Background information
- Born: Charles Robert Simpson 7 June 1985 (age 41) Woodbridge, Suffolk, England
- Genres: Pop-punk; pop rock; synth-pop; post-hardcore; alternative rock; emo; alternative metal;
- Occupations: Singer; songwriter; musician;
- Instruments: Vocals; guitar; drums; piano; keyboards; harmonica; bass guitar;
- Years active: 2001–present
- Member of: Fightstar; Busted;
- Formerly of: Once Upon a Dead Man

= Charlie Simpson =

British musician (born 1985)

Charles Robert Simpson (born 7 June 1985) is an English singer, songwriter, and musician from Suffolk. He is a member of the pop-punk band Busted and the post-hardcore band Fightstar. AllMusic has noted that Simpson is "perhaps the only pop star to make the convincing transition from fresh-faced boy bander to authentic hard rock frontman". Simpson is a multi-instrumentalist, playing guitar, bass, keyboards, drums and the harmonica.
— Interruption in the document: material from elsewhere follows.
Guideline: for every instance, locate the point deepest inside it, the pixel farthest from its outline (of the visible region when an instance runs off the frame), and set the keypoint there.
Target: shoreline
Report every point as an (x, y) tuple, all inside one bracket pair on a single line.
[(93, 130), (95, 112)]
Simpson has achieved eleven UK Albums Chart top 40 releases across his musical career – six of which entered the UK top 10. He has also had four UK number-one singles with Busted, as well as two top-20 singles with Fightstar and two UK top-10 solo albums. Between Busted, Fightstar and his solo projects, he has sold over five million records worldwide, winning two Brit Awards, a Rock Sound Award and being nominated for two Kerrang! Awards.

==Early life and family==
The youngest of three boys, Simpson was born in Woodbridge, Suffolk. He has two brothers, Will (born 1980) and Edd (born 1981). Will is the vocalist and guitarist in Brigade, and Edd is the lead singer and guitarist in an alternative band called Union Sound Set. Simpson's musical maternal heritage dates back to Sir William Sterndale Bennett, who was a notable 19th century English pianist, conductor, and composer.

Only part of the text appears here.